Enhanced slime mould algorithm with chaotic and orthogonal optimization-based learning for improved severity prediction accuracy in malaria patient outcomes.

Malaria remains a critical health challenge in developing countries, particularly in Africa, where it disproportionately affects vulnerable populations. Accurate malaria severity prediction is important for proper treatment and improved patient survival rates. This study proposes an improved Slime Mould Algorithm (iSMA) to address the limitations of the standard SMA, including slow convergence, poor initialization, local optima entrapment, and imbalance between exploration and exploitation. The iSMA incorporates four key innovations: a Chaotic Initialization Strategy (CIS) to generate a diverse initial population, enhancing solution diversity; an enhanced Opposition-Based Learning (eOBL) mechanism to strengthen exploration; an Orthogonal Learning (OL) strategy to improve the balance between exploration and exploitation while accelerating convergence; and a Restart Strategy (RS) to reinitialize underperforming individuals, effectively preventing entrapment in local optima. Integrating the Random Forest (RF) feature selection process with the Support Vector Machine (SVM) classifier, forming the proposed new model RF-iSMA-SVM, classifies malaria into severe and no-severe cases. The iSMA performed better than nine other recent metaheuristic algorithms, as was broadly exhibited in the benchmark tests conducted on CEC2022 functions. When testing the RF-iSMA-SVM model on malaria datasets from health centers in Sierra Leone, the proposed model demonstrated superior predictive performance compared to recent conventional methods.
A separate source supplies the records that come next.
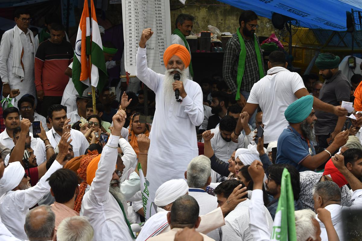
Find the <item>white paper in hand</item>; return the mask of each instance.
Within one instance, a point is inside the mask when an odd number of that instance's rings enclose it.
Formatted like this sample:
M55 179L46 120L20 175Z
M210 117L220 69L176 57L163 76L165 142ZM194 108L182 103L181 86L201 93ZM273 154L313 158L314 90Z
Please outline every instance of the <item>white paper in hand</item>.
M342 108L345 108L349 113L352 113L354 110L353 104L353 103L352 102L348 102L342 100L341 107Z

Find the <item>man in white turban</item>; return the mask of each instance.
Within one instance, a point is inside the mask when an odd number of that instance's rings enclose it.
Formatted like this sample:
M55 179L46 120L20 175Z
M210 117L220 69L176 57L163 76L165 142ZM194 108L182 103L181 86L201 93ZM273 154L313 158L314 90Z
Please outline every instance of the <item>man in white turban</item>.
M196 231L206 234L225 225L224 217L240 202L246 199L241 199L245 195L246 188L239 189L239 185L222 206L207 214L200 216L200 225ZM167 221L167 211L169 211L172 203L180 197L188 193L189 187L184 179L172 179L161 185L156 191L155 203L158 206L158 212L152 215L144 224L136 241L144 241L151 237L170 231Z
M60 154L57 160L62 162L66 155L66 153ZM55 161L37 184L32 187L29 182L30 178L26 176L20 162L10 163L5 168L0 179L0 192L3 193L0 197L0 216L5 226L15 237L22 240L27 238L24 229L26 214L29 208L49 192L50 187L47 179L62 167L59 162Z

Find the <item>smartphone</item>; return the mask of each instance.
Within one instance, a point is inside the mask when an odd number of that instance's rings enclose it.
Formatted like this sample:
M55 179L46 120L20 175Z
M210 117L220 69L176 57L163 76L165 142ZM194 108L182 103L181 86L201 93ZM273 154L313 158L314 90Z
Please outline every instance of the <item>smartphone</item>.
M258 126L258 128L257 128L257 130L258 130L258 132L256 133L256 135L255 136L255 139L254 140L254 141L255 142L255 143L256 143L256 145L258 145L259 138L261 137L262 136L263 134L264 134L264 129L261 127L261 125L259 125Z
M108 135L105 133L101 133L101 136L99 138L99 144L104 147L108 141Z
M109 94L111 95L112 93L113 93L113 95L115 95L115 87L109 87Z
M140 123L148 123L150 124L153 121L153 116L140 116Z
M40 133L40 121L33 121L31 124L33 125L33 136L34 138L38 138L39 136L38 135Z

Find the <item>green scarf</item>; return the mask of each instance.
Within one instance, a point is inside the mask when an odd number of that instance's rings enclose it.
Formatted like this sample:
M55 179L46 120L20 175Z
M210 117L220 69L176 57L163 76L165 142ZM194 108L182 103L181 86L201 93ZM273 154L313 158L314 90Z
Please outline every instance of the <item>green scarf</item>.
M181 31L178 29L176 29L173 31L173 33L172 33L174 34L176 34L176 35L178 35L180 36L180 37L181 38L182 40L184 41L184 43L185 44L185 46L186 46L186 48L188 49L189 52L190 52L190 46L189 46L189 43L187 42L187 41L186 40L186 37L184 35L184 34L181 33ZM190 55L191 55L191 53L190 52ZM190 73L191 75L191 76L193 77L194 77L194 70L192 69L192 63L191 62L191 60L190 59L190 64L189 65L189 70L190 71Z
M240 99L240 88L241 86L241 81L243 80L243 76L244 74L244 70L245 69L245 59L246 58L247 50L245 48L245 43L243 36L240 33L240 28L238 28L237 36L239 38L240 42L240 54L239 55L239 62L237 65L237 76L236 77L236 83L237 83L237 91L236 91L236 96L235 99L236 100ZM256 40L256 38L254 36L254 44L255 47L255 53L258 59L258 68L259 69L259 79L260 79L264 77L264 70L263 69L262 60L261 59L261 54L260 50L259 48L259 43Z
M111 194L112 194L111 193ZM113 195L112 195L113 196ZM121 208L121 210L122 210L122 213L123 214L123 216L125 218L125 220L126 221L126 223L127 224L127 226L128 226L128 228L130 229L130 232L131 232L131 235L132 235L132 237L133 239L136 239L136 237L135 237L134 234L133 234L133 232L132 231L132 229L131 228L131 225L130 224L130 222L128 221L128 219L127 219L127 216L126 215L126 213L125 212L125 208L123 207L123 205L122 204L122 203L118 200L117 198L115 198L115 197L113 196L113 197L114 198L114 199L115 201L117 201L117 203L118 205L119 205L119 207Z
M47 29L47 28L46 27L43 29L42 31L40 31L40 33L38 34L38 38L39 39L39 43L50 38L50 34L48 33L46 31Z

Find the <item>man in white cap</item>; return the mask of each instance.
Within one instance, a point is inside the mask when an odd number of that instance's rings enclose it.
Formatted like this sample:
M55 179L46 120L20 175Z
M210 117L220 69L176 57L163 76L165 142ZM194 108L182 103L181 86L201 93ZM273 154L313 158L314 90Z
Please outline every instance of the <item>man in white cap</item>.
M239 189L239 185L228 198L228 202L207 214L201 216L200 225L196 231L206 234L225 225L224 217L240 202L246 200L241 197L247 193L246 188ZM167 213L171 210L175 200L188 193L189 187L184 179L172 179L160 186L156 191L155 204L158 212L147 220L137 237L137 241L144 241L151 237L170 231Z
M70 136L69 133L64 134L59 141L59 145L66 145L66 150L70 142L67 140ZM62 162L66 155L66 152L60 152L56 160ZM54 162L33 187L30 186L30 178L26 176L20 162L11 163L5 168L0 179L0 192L4 193L0 197L0 216L5 226L16 237L22 240L26 238L24 229L26 214L29 208L50 191L50 187L46 180L53 172L63 168L60 162Z

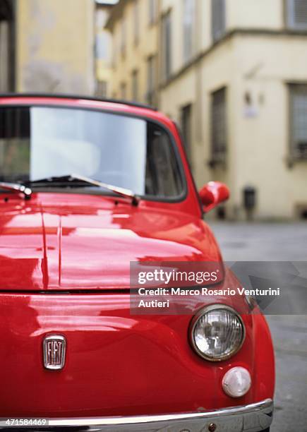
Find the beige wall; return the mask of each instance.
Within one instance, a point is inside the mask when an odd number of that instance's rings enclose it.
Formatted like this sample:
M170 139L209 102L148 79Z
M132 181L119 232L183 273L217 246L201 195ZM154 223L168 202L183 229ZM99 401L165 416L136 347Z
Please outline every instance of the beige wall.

The results yield an accuracy value of 0.981, specificity of 0.827, sensitivity of 0.974, and a Matthews Correlation Coefficient (MCC) score of 0.794. This shows the significant improvement over the standard techniques used for predicting the severity of malaria, which indicates great potential for healthcare practices and decision-making. These results support the model's reliability and effectiveness in improving the prediction of malaria severity. This study offers a novel practical tool for malaria case management by combining advanced optimization techniques with machine learning. It could enhance healthcare decision-making and improve outcomes for affected populations.